Pharma Giant Migrates R&D Analytics to AWS
- May 04, 2015
We recently had the opportunity to work with a pharmaceutical company that is breaking new ground when it comes to treatments for life-threatening ailments like cancer. Seeking to innovate across the organization — from R&D to IT — this company reached out to the DevOps consulting team at Flux7 to help it migrate its Cloudera Hadoop-based analytics systems to AWS. Specifically, the vision was to take all of its diverse data sets to the cloud, establishing a highly available and secure environment where the firm could conduct data modeling and data analysis while protecting sensitive data and ensuring GxP and HIPAA compliance.
This firm has many different data sets from multiple sources. The job of the R&D analytics group is to standardize the data across these sets and sources to ensure that the data is usable. One of the goals of the migration, therefore, was to create an integrated layer for the incoming data where the data would be standardized. The layer would then organize the data in such a manner that it could be easily accessed by different stakeholder and their different tools. To begin, we assessed the business and technical requirements and designed the architecture.
The DevOps consulting team applied the Flux7 Enterprise DevOps Framework, a model for marrying DevOps process improvement with digital transformation. We started by building a cloud landing zone architecture with a new AWS account for Analytics with Dev, Test, and Production deployed in separate VPCs, as well as one for services.
Next, we developed CloudFormation templates that will be used to deploy the underlying infrastructure for the Cloudera Hadoop cluster and subsequent deployment of the Cloudera Hadoop services. Further, using AWS CodeCommit and CodePipeline, with CodeBuild, the teams effectively established the new AWS infrastructure pipeline in which code is merged to the master branch, the CI/CD detects a new commit via polling and creates a ChangeSet. The admin approves the changeset and CloudFormation updates the infrastructure.
The services are made available to end-users through Active Directory verification; once approved, they can access the data through a Cloudera Hadoop cluster. While demand for the system will not increase dramatically with the migration, having on-demand access to the data is critical. Therefore, the new architecture was built using ELB to ensure consistent application performance.
AWS Security and Compliance
Security is a top-most priority for this project given the extremely sensitive nature of the data involved. As a result, layered security by design approach was taken, with security built-in across the environment. For example, the solution includes among other security and compliance features:
A GxP lock-in for Cloudera and Hadoop where we created a definition written in such a way that no one can change the process without auditor approval; the structure is locked until an auditor is brought back in for a change.
The use of AWS VPCs which span multiple Availability Zones (AZ) in order to ensure redundancy, fault tolerance and provide for disaster recovery.
AWS EC2 Security Group firewall rules with auto-configuring rules for AWS WAF forthcoming.
Logging for governance, compliance, and risk auditing with AWS CloudTrail.
Configuration control managed with AWS Config which tracks and alerts on the compliance of configurations to a defined secure state. E.g. this pharmaceutical company’s external and internal compliance requirements.
And, we used AWS Inspector, a security assessment service that helps improve security and compliance, to create detailed lists of security findings prioritized by level of severity, for quick and easy remediation.
Combined, these features help define and maintain a secure state for the pharma’s R&D analytics, keeping this sensitive data safe and compliant with GxP and HIPAA requirements.
The security and compliance teams are happy with the security controls built into the new architecture. From HIPAA to GxP and internal security controls, the new AWS architecture applies important compliance and validation rules through monitoring, logging, config rules, firewalls and more. IS is assured that security is working as per the corporate policy.
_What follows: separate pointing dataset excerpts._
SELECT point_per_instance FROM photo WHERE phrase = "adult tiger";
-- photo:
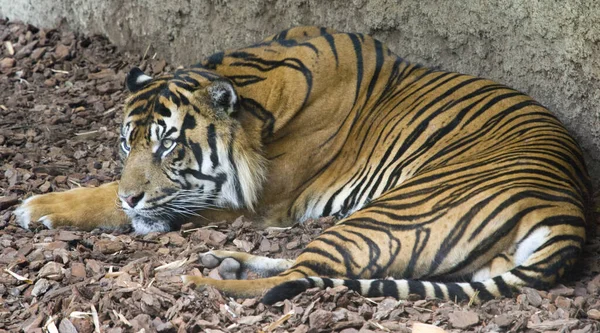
(435, 175)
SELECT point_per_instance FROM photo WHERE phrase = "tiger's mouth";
(170, 213)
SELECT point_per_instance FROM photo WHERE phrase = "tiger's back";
(435, 175)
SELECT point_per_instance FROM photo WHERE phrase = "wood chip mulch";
(60, 109)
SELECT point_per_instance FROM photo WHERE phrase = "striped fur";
(435, 176)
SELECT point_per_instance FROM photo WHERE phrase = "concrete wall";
(547, 48)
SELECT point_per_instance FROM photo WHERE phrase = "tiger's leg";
(238, 265)
(502, 263)
(85, 208)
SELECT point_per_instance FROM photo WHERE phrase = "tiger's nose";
(133, 200)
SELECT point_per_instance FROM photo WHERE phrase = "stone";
(66, 326)
(593, 314)
(533, 296)
(61, 51)
(52, 270)
(463, 319)
(78, 270)
(320, 319)
(504, 320)
(40, 287)
(107, 246)
(7, 63)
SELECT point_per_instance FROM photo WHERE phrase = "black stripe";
(504, 289)
(390, 288)
(211, 137)
(438, 291)
(483, 294)
(353, 285)
(329, 38)
(322, 253)
(456, 292)
(416, 287)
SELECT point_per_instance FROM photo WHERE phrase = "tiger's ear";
(136, 79)
(223, 96)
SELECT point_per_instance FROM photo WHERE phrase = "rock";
(265, 245)
(243, 245)
(51, 82)
(52, 271)
(562, 302)
(594, 314)
(533, 296)
(292, 245)
(37, 55)
(66, 235)
(250, 320)
(585, 329)
(504, 320)
(78, 270)
(561, 290)
(7, 63)
(94, 266)
(463, 319)
(165, 328)
(83, 325)
(66, 326)
(61, 51)
(319, 319)
(107, 246)
(552, 324)
(40, 287)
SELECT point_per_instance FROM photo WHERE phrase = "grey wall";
(546, 48)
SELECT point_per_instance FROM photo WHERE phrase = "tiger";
(445, 185)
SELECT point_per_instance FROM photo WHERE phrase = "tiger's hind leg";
(234, 265)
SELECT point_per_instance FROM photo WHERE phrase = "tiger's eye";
(167, 143)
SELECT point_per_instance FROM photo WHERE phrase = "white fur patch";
(23, 214)
(528, 245)
(143, 79)
(481, 275)
(45, 220)
(140, 227)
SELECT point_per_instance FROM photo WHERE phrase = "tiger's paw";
(228, 267)
(83, 208)
(24, 215)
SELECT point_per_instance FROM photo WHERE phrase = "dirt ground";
(60, 108)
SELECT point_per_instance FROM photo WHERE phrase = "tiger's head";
(184, 150)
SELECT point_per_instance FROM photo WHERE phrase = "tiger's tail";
(502, 285)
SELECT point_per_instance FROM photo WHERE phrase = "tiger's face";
(184, 150)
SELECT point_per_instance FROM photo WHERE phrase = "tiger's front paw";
(83, 208)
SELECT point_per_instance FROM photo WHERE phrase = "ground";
(60, 108)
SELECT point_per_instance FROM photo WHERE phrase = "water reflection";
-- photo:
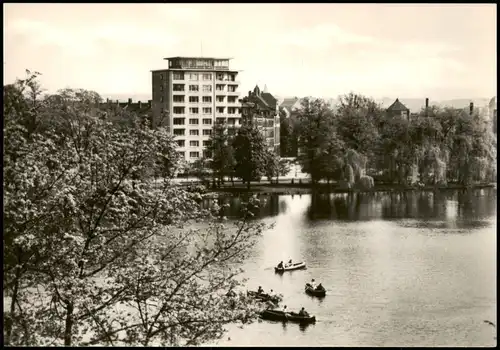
(400, 269)
(465, 206)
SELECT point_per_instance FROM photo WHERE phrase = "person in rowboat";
(303, 312)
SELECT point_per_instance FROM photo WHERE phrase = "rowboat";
(274, 315)
(264, 297)
(296, 266)
(315, 292)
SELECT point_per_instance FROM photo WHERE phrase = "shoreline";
(293, 189)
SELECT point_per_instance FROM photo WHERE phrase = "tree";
(286, 134)
(221, 149)
(250, 152)
(94, 254)
(358, 118)
(283, 169)
(271, 167)
(318, 139)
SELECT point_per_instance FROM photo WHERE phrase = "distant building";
(492, 107)
(261, 108)
(398, 109)
(194, 93)
(290, 105)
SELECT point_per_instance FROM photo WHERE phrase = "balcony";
(227, 81)
(179, 103)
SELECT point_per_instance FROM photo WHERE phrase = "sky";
(379, 50)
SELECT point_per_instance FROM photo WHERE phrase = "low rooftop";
(198, 58)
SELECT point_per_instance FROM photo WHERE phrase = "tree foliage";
(96, 249)
(250, 153)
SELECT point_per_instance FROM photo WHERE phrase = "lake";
(400, 269)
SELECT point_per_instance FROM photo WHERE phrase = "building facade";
(261, 108)
(191, 96)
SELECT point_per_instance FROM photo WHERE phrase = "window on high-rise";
(178, 87)
(178, 75)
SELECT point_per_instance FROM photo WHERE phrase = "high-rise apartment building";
(193, 94)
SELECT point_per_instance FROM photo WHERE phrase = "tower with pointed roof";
(397, 109)
(261, 108)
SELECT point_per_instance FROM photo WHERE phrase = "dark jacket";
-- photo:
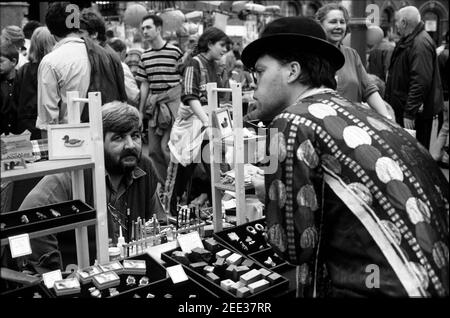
(414, 78)
(444, 70)
(106, 74)
(25, 93)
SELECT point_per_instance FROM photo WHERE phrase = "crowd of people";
(352, 186)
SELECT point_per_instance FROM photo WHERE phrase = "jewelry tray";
(13, 224)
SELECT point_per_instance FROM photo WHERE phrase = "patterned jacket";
(356, 202)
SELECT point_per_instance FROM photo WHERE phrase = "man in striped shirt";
(160, 91)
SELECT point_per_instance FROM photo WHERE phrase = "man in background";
(160, 85)
(413, 86)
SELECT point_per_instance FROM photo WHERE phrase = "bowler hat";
(293, 33)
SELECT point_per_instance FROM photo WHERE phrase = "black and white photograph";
(303, 143)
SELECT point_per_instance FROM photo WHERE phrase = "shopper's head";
(214, 42)
(61, 19)
(151, 27)
(41, 44)
(93, 25)
(122, 129)
(292, 54)
(334, 19)
(15, 35)
(406, 20)
(8, 57)
(29, 28)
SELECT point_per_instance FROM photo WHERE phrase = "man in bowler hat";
(355, 202)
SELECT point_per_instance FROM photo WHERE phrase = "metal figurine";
(41, 216)
(24, 219)
(55, 213)
(131, 280)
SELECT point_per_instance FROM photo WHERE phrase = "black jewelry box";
(154, 272)
(32, 291)
(259, 251)
(165, 289)
(45, 217)
(281, 285)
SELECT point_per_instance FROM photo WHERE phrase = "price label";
(19, 245)
(51, 277)
(177, 274)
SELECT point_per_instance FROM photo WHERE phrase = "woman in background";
(192, 118)
(25, 94)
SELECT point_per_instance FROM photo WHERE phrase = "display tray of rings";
(111, 279)
(226, 272)
(166, 289)
(45, 217)
(32, 291)
(250, 239)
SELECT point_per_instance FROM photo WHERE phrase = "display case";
(166, 289)
(238, 238)
(227, 273)
(106, 287)
(33, 291)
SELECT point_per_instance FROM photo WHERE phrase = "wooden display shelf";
(43, 168)
(56, 229)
Working together, the teams created a data model in which all incoming data is organized in a single layer with different data marts for entities such as patient data. This architecture allows team members to report on both predefined and ad hoc/exploratory analytics. Researchers are now seamlessly aggregating and processing data through a transformed architecture. This means that the R&D Analytics team is more agile than ever, delivering faster results to the business for greater future innovation.